The plan failed to gain enough support at the time, but within a few years, the idea received new life. With Republicans controlling both houses of Congress, the revised IRA was included in the Taxpayer Relief Act of 1997, which garnered then-President Bill Clinton’s support.
Two years earlier, Packwood had resigned from Congress amid accusations of sexual misconduct, leaving Roth as the main architect of the IRA Plus in the Senate. By the time the 1997 bill was passed, the accounts were renamed Roth IRAs in his honor.
Foray Into Foreign Affairs
While focused largely on domestic affairs during his long Senate tenure, Roth became a key proponent of expanding NATO into Eastern Europe in the late 1990s.
With President Clinton’s support, the Senate convened a NATO observer group to advocate for the inclusion of Poland, the Czech Republic, and Hungary into the alliance. Clinton named Roth the chair of that observer body, a move seen by some as a show of bipartisanship.
Though the enlargement of NATO was popular at the time—a 1997 Pew poll found 61% of Americans in favor—critics argued that the inclusion of former Warsaw Pact states could antagonize Russia. Since then, NATO has spread even farther east, with Bulgaria, Estonia, Latvia, Lithuania, Romania, Slovakia, and Slovenia joining in 2004, Albania and Croatia in 2009, Montenegro in 2017, and the Republic of North Macedonia in 2020.
NATO membership has turned into a key factor in recent Ukraine–Russia tensions, with Ukrainian President Volodymyr Zelenskyy having expressed interest in joining the alliance. Russian President Vladimir Putin, for his part, said that a guarantee that Ukraine would never join NATO was a condition for the removal of more than 190,000 Russian troops stationed just across the Ukrainian border. And that was before the invasion on Feb. 24, 2022.

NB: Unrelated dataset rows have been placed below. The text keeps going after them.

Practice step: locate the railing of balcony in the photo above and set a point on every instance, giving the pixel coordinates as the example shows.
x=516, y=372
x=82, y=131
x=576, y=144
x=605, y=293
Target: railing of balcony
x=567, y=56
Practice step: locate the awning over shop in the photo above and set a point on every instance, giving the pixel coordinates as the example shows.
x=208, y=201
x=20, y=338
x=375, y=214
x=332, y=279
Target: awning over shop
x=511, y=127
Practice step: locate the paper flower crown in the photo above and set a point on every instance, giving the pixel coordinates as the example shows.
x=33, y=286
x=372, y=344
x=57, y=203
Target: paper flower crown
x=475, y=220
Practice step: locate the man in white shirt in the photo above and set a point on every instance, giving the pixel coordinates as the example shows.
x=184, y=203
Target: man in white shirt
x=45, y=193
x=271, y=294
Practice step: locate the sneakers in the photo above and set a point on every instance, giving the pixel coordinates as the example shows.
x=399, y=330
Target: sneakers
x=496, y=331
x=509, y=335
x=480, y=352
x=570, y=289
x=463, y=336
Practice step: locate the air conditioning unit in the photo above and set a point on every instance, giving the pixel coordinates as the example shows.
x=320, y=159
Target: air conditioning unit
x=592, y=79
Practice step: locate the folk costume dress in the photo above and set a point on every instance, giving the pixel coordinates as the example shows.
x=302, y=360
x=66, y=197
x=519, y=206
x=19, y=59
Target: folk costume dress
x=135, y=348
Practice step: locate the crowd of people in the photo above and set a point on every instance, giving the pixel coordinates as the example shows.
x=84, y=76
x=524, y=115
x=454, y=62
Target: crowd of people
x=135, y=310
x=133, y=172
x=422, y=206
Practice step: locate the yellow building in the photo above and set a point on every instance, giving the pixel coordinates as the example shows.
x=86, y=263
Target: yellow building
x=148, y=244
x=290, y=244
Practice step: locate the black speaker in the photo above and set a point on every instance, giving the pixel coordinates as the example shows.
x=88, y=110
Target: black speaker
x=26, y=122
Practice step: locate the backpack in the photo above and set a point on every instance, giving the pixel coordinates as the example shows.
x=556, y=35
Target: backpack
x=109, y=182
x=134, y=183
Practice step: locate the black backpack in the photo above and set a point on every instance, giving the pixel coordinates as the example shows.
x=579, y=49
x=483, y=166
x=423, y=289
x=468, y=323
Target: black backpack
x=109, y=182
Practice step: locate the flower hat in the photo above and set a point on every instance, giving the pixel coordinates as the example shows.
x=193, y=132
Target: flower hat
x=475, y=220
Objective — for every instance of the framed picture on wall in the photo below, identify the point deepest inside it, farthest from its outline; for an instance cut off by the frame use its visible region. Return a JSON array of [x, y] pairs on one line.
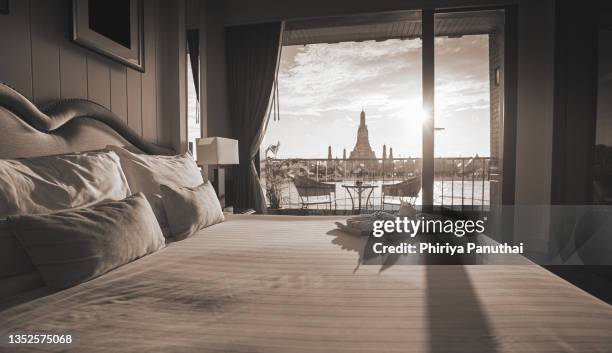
[[113, 28]]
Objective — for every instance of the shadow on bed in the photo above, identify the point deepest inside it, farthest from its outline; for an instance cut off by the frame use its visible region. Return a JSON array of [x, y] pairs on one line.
[[457, 322]]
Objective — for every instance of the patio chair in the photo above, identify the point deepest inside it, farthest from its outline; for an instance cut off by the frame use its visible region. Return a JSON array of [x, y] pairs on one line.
[[312, 192], [409, 188]]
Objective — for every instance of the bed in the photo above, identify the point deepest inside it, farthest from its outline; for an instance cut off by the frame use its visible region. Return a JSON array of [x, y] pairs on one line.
[[290, 284]]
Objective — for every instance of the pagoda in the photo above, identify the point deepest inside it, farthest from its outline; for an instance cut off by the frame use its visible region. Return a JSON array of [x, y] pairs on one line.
[[362, 148]]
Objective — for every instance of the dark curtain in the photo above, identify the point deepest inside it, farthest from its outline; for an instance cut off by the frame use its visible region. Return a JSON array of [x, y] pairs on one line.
[[193, 45], [252, 59]]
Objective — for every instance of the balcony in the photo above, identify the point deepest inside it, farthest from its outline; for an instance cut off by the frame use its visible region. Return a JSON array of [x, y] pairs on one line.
[[459, 182]]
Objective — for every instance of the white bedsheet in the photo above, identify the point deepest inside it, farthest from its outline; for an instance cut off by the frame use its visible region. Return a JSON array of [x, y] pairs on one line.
[[283, 284]]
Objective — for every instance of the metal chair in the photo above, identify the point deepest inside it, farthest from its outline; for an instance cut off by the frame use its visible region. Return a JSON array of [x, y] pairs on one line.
[[308, 188], [409, 188]]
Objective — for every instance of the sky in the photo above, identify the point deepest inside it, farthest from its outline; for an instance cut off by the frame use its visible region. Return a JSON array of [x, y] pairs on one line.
[[323, 87]]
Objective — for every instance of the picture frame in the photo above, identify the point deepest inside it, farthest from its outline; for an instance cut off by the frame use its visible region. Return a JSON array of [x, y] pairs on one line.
[[113, 28]]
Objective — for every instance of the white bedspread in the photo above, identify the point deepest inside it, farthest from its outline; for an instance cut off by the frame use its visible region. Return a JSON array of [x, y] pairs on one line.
[[287, 284]]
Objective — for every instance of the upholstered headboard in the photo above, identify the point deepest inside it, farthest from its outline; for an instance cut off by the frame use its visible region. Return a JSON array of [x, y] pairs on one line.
[[65, 126]]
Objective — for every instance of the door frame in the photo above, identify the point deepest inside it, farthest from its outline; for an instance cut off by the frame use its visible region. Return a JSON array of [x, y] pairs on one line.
[[509, 108]]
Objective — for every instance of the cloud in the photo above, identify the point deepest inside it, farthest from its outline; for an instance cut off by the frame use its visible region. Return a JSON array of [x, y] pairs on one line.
[[323, 87]]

After Roth lost his Senate re-election bid in 2000, he continued to focus on Eastern Europe’s fledgling democracies. He briefly served as co-chair of the U.S.-E.U.-Slovakia Commission, a privately funded group aimed at helping Slovakia address economic and security issues. Roth died in 2003 of heart failure. He was 82 years old.
For Whom Was the Roth Individual Retirement Account (Roth IRA) Named?
The Roth individual retirement account (Roth IRA) was named after William Roth, who represented Delaware for 30 years in the U.S. Senate. Roth had been advocating for ways to expand the number of workers who had access to IRAs while minimizing the short-term impact on the federal budget. Roth IRAs, which postpone the investor’s tax benefits until retirement, achieved that aim.
When Was the Roth IRA Created?
The Roth IRA didn’t officially enter the tax code until the Taxpayer Relief Act of 1997 (it actually went into effect the following year). However, Sens. William Roth and Bob Packwood had introduced the idea of a retirement account with tax-free withdrawals as early as 1989.
Besides the Roth IRA, What Was William Roth Known For?
Roth represented Delaware for three decades in the U.S. Senate. In addition to introducing the retirement account that would bear his name, Roth was a relentless tax cutter and warrior against government waste. As chair of the Senate Governmental Affairs Committee, the otherwise low-profile senator famously called attention to the Navy’s purchase of a $640 toilet seat and a $9,600 wrench bought by the Department of Defense.
The Bottom Line
William Roth continues to be known primarily for the type of retirement account named in his honor, but he had a remarkably long Senate career that saw a number of notable achievements. They include bringing tax cuts and government waste front and center in the public consciousness and advocating for the expansion of NATO in Eastern Europe.